In May, Veronique Hakim, the president of NYC Transit for the MTA, said that 80 percent of L train riders would be inconvenienced in a similar way by either approach, though the full shut down would get the job done in half the time.
In April, the Regional Plan Association, a nonprofit composed of urban-planning experts, supported the full shut down. Manhattan Borough President Gale Brewer and public transit advocacy organization Riders Alliance endorsed that approach, too, after Riders Alliance conducted a survey in which 77 percent of 350 respondents favored the same.
Similarly, locals who attended a Canarsie forum in late May appeared to overwhelmingly support the full closure.
In a Monday statement, Riders Alliance praised the MTA's decision.
"Even the best option will be painful for riders and for the communities that depend on L train service," said Masha Burina, an organizer with the group. "The MTA and the City should work with riders and with communities along the entire L train to come up with an aggressive plan to provide service when the tunnel is closed for construction."
The L Train has about 400,000 riders per day, according to the MTA. Of those, 225,000 use the L to commute between Brooklyn and Manhattan, the agency says. Another 125,000 use it only within Brooklyn, while 50,000 use it exclusively in Manhattan.
While the Canarsie Tunnel is closed, service between the Bedford Avenue station in Williamsburg and the Canarsie-Rockaway Parkway station in Canarsie (just south of Brownsville) will remain close to normal, the MTA has said.
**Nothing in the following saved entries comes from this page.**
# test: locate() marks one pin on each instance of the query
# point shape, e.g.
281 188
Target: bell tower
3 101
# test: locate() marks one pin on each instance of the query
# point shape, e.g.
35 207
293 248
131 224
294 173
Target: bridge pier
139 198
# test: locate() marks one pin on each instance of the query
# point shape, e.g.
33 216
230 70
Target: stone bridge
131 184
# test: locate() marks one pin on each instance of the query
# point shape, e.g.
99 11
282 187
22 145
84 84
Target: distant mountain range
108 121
As far as getting from Brooklyn to Manhattan (and vice-versa), the MTA has already floated a series of ideas that could be pursued. They include:
- Running a ferry from northern Williamsburg to 20th Street in Manhattan
- Increasing capacity on the M, G, A and C lines
- Running a shuttle bus from Bedford Avenue to Marcy Avenue, and then over the Williamsburg Bridge to Delancey Street in Manhattan
- And operating shuttle buses up and down 14th street in Manhattan
MTA officials have said that after the work on the L line is complete, four more trains will be able to run between Manhattan and Brooklyn per hour.
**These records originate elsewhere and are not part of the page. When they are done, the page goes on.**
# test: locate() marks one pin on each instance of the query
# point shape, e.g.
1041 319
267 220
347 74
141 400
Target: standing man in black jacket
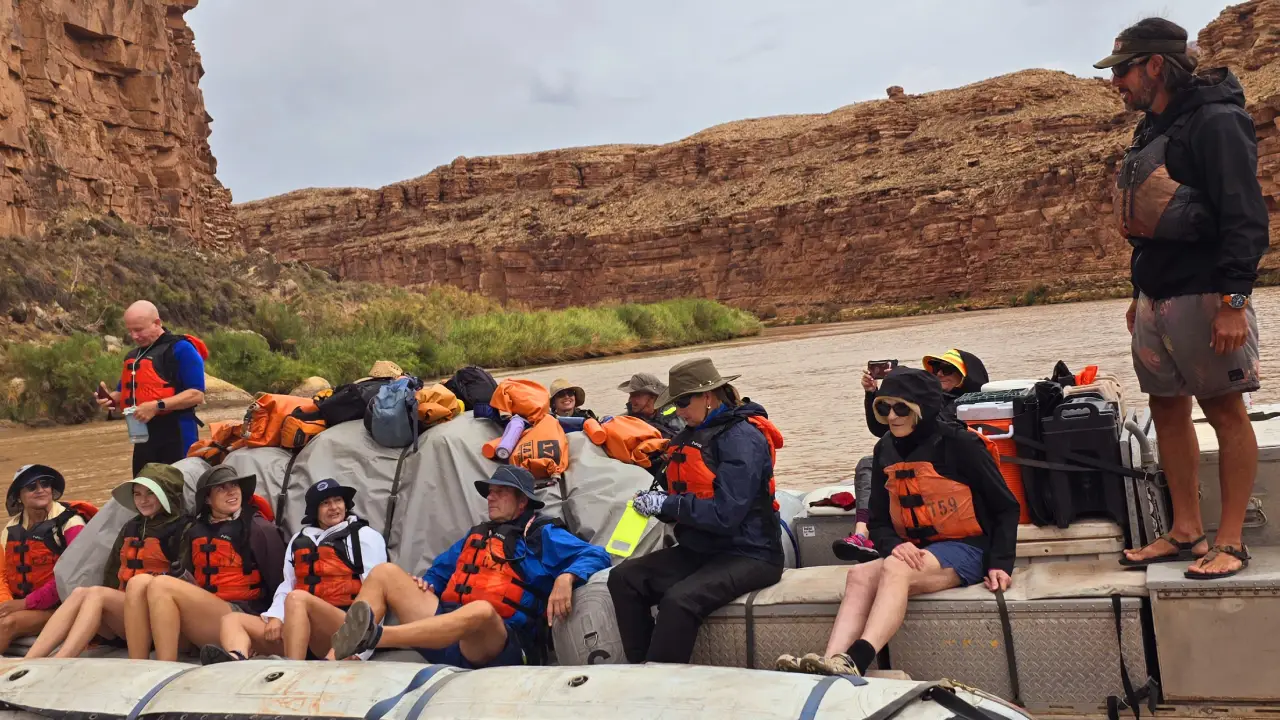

The L train would be the second line shut down for a substantial period due to the storm. The R train was closed between Court Street in Brooklyn and Whitehall Street-South Ferry for over a year beginning in 2013 with repairs to the Montague Tunnel finishing in September 2014. But in that case, riders could transfer fairly easily to either the 2, 3 or 4, 5 in order to cross into Lower Manhattan.